Bethune, his crew and Earthrace's sponsors hope that breaking the world powerboat record of 75 days to circumnavigate the globe will raise awareness for biodiesel as a viable alternative to oil. Biodiesel has lower emissions, a smaller environmental "footprint" and "less reliance on dodgy parts of the world," Bethune said.

But this powerboat takes a lot of biodiesel. It holds as much as 3,000 gallons of biodiesel, enough to double the weight of the vessel. One refueling lasts awhile, however: It can travel from Vancouver to Acapulco, Mexico, on two full diesel engines tanks.

"I've been the most scared in my life in the last two months."
--Peter Bethune

Bethune started his career as an oil exploration engineer, but he "swung over from the dark side," as he said, after researching a paper on renewable energy for his MBA in 2002. "In the oil industry, everyone knows that the reserves are getting smaller and smaller. Biofuels will come in and play a role in the transition from total dependence on fossil fuels," said Bethune.

As he got interested in renewable energy, he found himself drawn to powerboating, and had an urge to break the world record, as he tells it. Bethune began researching wave-piercing designs, which can travel at higher speeds than traditional speedboats by cutting through walls of water. That's when he took out a second mortgage on his New Zealand home for $750,000 and started talking to sponsors for Earthrace.

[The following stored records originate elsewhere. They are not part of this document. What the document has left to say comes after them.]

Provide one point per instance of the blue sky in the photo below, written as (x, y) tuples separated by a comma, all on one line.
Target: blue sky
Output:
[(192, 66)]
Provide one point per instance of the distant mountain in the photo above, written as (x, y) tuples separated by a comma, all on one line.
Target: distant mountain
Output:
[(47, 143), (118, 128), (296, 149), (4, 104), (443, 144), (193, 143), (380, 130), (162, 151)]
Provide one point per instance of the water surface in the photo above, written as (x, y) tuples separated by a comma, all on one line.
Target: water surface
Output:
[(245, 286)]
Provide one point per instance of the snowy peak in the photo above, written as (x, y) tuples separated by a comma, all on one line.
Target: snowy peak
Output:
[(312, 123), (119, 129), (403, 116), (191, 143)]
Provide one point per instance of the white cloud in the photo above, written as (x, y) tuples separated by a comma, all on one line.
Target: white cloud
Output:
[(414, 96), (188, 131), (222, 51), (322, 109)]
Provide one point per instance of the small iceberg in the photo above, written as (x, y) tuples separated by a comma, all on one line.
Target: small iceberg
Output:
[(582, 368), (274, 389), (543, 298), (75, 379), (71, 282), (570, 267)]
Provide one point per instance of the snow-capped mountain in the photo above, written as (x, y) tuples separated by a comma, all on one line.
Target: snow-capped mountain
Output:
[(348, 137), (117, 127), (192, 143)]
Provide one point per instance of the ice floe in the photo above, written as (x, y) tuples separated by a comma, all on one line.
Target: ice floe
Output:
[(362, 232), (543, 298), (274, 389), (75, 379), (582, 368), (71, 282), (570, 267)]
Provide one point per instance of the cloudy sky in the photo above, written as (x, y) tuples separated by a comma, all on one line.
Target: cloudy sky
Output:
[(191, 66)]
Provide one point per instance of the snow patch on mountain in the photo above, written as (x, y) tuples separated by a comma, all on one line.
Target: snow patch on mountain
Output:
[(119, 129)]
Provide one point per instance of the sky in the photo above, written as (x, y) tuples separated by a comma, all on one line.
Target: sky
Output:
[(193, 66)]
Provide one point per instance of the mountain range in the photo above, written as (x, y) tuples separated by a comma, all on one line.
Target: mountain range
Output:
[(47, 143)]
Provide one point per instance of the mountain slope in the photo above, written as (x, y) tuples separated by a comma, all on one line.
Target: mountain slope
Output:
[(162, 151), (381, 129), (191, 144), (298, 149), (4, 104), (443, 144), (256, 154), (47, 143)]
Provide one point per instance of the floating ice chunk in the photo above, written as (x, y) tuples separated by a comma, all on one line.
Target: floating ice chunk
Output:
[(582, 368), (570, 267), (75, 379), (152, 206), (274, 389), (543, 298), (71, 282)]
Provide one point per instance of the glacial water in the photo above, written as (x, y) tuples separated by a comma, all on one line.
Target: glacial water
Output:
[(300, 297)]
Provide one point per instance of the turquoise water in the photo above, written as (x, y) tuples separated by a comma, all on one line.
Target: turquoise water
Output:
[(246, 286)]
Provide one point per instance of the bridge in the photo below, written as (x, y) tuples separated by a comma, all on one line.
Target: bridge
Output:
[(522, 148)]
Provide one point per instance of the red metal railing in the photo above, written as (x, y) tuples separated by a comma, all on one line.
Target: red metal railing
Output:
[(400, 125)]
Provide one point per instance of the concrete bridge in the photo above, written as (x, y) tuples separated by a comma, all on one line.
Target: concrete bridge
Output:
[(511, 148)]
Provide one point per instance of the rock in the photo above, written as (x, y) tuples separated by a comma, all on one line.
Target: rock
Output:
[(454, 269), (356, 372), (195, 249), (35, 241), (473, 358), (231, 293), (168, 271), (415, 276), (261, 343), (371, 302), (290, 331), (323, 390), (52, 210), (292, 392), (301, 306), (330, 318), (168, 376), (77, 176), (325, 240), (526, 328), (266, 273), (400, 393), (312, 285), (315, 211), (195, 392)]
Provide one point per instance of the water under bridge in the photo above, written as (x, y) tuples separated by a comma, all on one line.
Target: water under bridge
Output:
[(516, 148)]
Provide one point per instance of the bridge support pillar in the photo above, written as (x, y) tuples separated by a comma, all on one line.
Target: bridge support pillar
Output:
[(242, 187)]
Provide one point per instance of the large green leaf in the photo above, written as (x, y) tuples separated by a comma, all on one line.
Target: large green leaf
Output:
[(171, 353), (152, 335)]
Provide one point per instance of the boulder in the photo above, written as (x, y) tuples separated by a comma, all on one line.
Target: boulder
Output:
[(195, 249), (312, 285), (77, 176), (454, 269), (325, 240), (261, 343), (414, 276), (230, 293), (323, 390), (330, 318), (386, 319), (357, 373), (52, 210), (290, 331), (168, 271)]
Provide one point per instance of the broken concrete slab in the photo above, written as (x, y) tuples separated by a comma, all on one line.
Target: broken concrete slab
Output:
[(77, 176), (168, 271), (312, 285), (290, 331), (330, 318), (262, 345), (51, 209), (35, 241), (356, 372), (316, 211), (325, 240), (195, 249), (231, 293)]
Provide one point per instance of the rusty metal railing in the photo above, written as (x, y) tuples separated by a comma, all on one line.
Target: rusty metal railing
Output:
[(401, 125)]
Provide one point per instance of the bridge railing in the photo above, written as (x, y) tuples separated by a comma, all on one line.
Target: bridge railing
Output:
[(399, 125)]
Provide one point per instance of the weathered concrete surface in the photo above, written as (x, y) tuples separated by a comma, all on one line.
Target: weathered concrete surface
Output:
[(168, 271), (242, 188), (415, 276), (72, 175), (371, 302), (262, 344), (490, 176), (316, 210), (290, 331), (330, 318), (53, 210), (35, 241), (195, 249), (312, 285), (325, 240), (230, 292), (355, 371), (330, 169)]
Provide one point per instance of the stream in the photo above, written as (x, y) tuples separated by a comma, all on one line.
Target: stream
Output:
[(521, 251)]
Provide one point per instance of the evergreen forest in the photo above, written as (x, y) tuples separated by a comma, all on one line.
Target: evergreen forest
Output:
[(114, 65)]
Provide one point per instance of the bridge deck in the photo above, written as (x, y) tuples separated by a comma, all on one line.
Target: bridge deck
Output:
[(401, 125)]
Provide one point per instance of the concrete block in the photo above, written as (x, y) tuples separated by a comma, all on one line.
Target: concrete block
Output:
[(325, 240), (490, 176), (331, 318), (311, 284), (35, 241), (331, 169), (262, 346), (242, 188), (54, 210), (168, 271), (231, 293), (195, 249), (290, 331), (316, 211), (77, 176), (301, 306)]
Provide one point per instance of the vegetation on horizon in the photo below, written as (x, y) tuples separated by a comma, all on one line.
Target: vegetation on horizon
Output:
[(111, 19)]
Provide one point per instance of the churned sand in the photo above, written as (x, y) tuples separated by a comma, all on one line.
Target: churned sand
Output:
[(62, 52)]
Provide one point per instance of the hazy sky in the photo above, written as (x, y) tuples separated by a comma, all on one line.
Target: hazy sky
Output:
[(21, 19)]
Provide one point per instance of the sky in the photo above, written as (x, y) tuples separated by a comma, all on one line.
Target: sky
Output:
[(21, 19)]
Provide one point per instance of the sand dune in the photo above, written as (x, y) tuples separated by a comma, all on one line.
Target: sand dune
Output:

In all, it's taken $3 million in sponsorships and loans to get Earthrace this far.

The Earthrace crew started from New Zealand in July and has visited Samoa, Vancouver, Portland, Seattle and Hawaii, where biodiesel is the cheapest anywhere in the world at $2.50 per gallon, according to Bethune. (Biodiesel is typically equivalent to the price of diesel, but the fuel needs to go through a processing plant before it's ready for consumption.) From San Francisco, Earthrace will go on to Panama, several ports on the East Coast, and New Orleans.

The boat itself was designed by Craig Loomis Design Group and built by Calibre Boats, a purveyor of high-tech custom yachts. About 78 feet in length, the boat is constructed largely of a lightweight carbon composite, which is typically used in military aircraft, and Kevlar. It's also green.

The boat's lower-deck floor is made of hemp, a durable industrial fiber that's renewable and can withstand small impacts. Because hemp is the root of the plant Cannabis, the floor is green. The crew also uses organic compounds to keep barnacles off the bottom of the boat, in order to avoid using common waxy chemicals that leach out into the water. Using organic means, however, the Earthrace crew must clean the bottom of the boat once a month.

Bethune's been living on the boat for the last couple of months with three other crew members in tight quarters. The lower deck technically sleeps eight, but there are only six bunk beds that line the inside walls of the front of the boat.

Externally, the powerboat is silver with black symbols painted on its body. The boat's hulls are shaped like horns, and on those horns there are symbols meant to represent positive and negative influences on the environment. A warrior symbol in the shape of a spear, called a Taiaha, is also painted on the nose of the boat, signifying strength and power.

Facing waves any higher than 40 feet, Earthrace's going to need it.